1945年の8月に広島と長崎に相次いで投下された原子爆弾は、被爆者映画というジャンルを誕生させると同時に、被爆者映画の製作を妨げるような冷戦体制の確立にも拍車を掛けた。終戦と共に日本はアメリカの占領下に入り、原爆に関する報道はGHQのプレス・コードによって厳しい検閲を受けることになった。原爆による被害の生々しい描写は、「反米的」とみなされたのである(福間 202-03)。占領が終了した後も、日本はアメリカとの同盟関係を維持したが、このことも関係して、戦後日本における「反戦平和」運動の権威と影響力を握っていた日本共産党は徐々に地下活動へと追い込まれていった。無論、共産党がそのような権威と影響力を持ち得たのは、戦争中も非転向を貫き軍国主義に対抗したという歴史的イメージを巧みに利用し、自らが唯一の正しい平和勢力であることを繰り返し主張したからである(道場 263)。共産党の公的な訴えに応えるかのように、大半の被爆者映画もまた、広島や長崎の悲劇を2度と繰り返してはならないと説き、それを実現するには核開発の断絶が必要だと主張するのであった。ところが、戦後の日本において共産党は激しいバッシングに合い、公の政治舞台からはパージされる。これに伴い、反戦平和を訴えるという行為もまた急進的で好ましくないイメージを持つようになった。原爆の投下という出来事を直接的に扱う映画を作ると、その製作者は共産主義者だと見なされ、作品自体も共産党のプロパガンダ政策の産物に過ぎないという厳しい評価を受けたのである。そのため、大手映画会社は、自ら進んで被爆者映画を製作・配給しようとはしてこなかった。実際、日本における被爆者映画の殆どは独立プロで製作されている(リチー 37)。占領期が終了した直後に作られ、被爆者映画の原点となった2つの作品、新藤兼人の『原爆の子』(1952)と関川秀雄の『ひろしま』(1953)もやはり、独立プロの力で製作されている。[3]ちなみに、この作品は2つとも、岩波書店の長田新編『原爆の子』(1951)を原作としているが、原爆表象に対するアプローチはまるで異なっている。新藤兼人は原爆が投下されてから7年が経った広島を叙情的に描いているのに対して、関根秀雄は原爆が投下された「その時」の悲惨さを出来るだけリアリスティックに再現することに重きを置いている。このように、被爆者映画というジャンルはその確立当時から原爆を避けられなかった災いとして「静かに」受け止めるのか、それとも激しい政治批判の対象として描くのかで製作者の意見が別れていたことが明らかである。後に見ていくが、亀井の『生きていてよかった』には上記の2作品で展開されるような対立する態度があい交じっていると言えよう。

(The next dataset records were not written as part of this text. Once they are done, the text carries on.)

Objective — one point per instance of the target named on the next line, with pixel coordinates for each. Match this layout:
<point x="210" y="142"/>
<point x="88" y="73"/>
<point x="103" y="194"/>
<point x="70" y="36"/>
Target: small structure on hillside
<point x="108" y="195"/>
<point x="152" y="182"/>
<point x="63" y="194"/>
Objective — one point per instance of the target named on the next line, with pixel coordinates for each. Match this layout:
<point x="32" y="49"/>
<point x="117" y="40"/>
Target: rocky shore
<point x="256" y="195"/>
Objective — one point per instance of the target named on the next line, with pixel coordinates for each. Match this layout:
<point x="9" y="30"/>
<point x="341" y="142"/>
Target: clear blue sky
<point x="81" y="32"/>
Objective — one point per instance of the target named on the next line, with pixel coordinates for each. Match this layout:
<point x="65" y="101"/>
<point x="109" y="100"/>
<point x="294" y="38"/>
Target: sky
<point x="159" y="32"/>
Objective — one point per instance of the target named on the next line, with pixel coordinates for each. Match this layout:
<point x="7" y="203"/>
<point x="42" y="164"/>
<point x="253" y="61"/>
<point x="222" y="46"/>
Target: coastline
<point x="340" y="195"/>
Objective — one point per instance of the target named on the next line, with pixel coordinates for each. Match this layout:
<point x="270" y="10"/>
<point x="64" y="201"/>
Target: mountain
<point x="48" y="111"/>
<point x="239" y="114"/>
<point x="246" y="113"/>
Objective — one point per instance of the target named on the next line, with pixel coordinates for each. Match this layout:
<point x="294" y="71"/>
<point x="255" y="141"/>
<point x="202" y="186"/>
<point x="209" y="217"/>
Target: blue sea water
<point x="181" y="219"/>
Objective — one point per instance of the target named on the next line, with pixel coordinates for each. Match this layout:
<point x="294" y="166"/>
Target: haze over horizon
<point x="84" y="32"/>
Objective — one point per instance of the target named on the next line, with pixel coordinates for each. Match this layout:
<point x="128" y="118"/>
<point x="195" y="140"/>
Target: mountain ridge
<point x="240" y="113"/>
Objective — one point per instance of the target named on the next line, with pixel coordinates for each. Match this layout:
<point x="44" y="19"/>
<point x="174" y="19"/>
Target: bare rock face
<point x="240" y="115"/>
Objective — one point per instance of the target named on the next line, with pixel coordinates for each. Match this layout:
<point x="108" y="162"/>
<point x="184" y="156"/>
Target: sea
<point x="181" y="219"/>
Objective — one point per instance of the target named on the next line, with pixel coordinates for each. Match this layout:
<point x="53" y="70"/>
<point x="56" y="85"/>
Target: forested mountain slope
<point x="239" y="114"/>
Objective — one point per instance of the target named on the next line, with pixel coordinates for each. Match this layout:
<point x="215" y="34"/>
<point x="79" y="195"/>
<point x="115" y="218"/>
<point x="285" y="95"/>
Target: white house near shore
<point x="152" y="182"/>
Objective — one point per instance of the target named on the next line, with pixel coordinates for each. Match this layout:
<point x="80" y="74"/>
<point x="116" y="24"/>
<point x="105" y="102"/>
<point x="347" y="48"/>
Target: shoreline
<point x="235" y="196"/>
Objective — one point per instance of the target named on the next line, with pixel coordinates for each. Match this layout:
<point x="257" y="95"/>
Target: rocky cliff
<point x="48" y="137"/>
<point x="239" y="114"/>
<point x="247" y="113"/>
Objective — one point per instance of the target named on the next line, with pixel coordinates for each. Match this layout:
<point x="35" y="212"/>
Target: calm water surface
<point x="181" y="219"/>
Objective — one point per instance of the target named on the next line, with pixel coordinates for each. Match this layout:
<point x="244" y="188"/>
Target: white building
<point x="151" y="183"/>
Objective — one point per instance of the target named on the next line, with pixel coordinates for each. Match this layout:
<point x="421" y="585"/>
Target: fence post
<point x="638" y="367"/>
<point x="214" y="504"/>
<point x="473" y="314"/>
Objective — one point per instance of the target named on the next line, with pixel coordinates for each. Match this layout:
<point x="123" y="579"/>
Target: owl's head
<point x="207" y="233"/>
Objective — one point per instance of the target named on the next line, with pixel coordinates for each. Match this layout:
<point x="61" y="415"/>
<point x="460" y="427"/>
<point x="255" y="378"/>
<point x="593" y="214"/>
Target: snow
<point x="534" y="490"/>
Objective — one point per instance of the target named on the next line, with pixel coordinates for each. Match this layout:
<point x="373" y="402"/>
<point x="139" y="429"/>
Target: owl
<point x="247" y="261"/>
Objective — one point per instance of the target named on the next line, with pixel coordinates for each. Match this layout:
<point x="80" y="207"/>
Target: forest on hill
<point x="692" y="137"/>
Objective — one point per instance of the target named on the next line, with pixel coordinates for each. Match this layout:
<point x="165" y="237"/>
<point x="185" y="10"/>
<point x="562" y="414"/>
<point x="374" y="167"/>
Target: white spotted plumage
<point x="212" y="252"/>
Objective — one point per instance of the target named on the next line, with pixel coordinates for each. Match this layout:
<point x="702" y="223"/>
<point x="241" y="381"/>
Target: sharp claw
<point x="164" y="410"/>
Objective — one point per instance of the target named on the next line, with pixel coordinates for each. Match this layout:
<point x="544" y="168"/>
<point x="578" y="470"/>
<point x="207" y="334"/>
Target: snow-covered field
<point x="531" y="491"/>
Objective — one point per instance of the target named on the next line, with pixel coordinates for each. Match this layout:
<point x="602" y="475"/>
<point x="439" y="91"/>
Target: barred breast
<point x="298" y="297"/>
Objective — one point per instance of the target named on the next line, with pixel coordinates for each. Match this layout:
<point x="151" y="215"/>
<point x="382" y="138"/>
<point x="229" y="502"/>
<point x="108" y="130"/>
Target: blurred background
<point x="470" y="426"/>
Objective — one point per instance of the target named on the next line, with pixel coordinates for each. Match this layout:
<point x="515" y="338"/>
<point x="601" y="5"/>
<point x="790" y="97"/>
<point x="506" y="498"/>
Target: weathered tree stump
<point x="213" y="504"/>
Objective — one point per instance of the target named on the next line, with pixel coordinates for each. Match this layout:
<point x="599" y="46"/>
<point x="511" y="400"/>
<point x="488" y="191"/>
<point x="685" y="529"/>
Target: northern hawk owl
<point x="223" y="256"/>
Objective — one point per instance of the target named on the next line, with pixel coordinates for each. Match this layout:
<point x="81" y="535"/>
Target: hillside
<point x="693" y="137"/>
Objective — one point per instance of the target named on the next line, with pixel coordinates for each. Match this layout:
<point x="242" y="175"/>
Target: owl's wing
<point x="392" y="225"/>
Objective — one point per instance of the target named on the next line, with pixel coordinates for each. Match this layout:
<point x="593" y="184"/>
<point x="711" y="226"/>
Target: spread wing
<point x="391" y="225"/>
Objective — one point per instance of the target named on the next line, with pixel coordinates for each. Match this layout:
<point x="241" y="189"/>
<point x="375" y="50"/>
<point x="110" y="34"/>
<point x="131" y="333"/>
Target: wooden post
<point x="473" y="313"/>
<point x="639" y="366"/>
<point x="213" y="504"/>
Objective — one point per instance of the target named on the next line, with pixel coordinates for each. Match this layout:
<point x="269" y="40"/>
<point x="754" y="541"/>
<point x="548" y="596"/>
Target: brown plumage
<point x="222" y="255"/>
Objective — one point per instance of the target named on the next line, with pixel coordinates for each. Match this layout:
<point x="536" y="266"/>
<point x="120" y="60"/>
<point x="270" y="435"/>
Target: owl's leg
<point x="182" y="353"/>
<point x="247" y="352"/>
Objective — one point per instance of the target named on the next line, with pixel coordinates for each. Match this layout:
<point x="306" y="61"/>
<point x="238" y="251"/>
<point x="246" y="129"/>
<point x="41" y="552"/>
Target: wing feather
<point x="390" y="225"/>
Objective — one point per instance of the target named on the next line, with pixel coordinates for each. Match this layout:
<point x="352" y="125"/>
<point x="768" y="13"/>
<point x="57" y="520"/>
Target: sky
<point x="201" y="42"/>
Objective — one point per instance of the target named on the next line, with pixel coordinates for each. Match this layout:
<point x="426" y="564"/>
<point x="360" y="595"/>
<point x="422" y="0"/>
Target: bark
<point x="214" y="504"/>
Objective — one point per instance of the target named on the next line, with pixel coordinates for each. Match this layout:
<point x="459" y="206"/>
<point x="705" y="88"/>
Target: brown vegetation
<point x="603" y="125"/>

 『ひろしま』や『原爆の子』と同じように、本稿の分析対象である『生きていてよかった』もやはり、日本ドキュメントフィルムという独立プロで製作されている。日本ドキュメントフィルムは、ドキュメンタリー映画や教育映画、企業のPR映画など、あらゆる記録映画の専門製作会社として、1955年に亀井文夫によって設立された。その頃、亀井は既に、戦時中の投獄と監督免許の剥奪、GHQによるフィルムの上映禁止処分と東宝争議への参加、東宝からのパージなどを経験しており、反戦平和を訴える映画人闘争者としての地位を確立していた。『上海 ― 支那事変後方記録』(1938)や『戦う兵隊』(1939)、『小林一茶』(1941)などといったドキュメンタリー作品は、映画評論家にも高く評価され、亀井は日本ドキュメンタリー界の第一人者として広く認識されていた。また、『生きていてよかった』の一般公開に先立って、亀井は東京都北多摩郡の基地闘争を記録するドキュメンタリー作品『砂川の人々』(1955)と『麦死なず』(1956)をも発表しており、映画界における社会運動の代弁者という自らの立場を一層明確なものにしていたのである。1955年の8月に広島で開かれた第一回原水爆禁止世界大会で、それまでの反戦平和・反核運動では余り注目されることのなかった「被爆者の救援」というテーマが掲げられ、被爆者についての記録映画が作られる方針が固まったときに、真っ先に声をかけられた映画監督が亀井文夫だったということは、先述した亀井の社会的評判からしても、決して不思議なことではない。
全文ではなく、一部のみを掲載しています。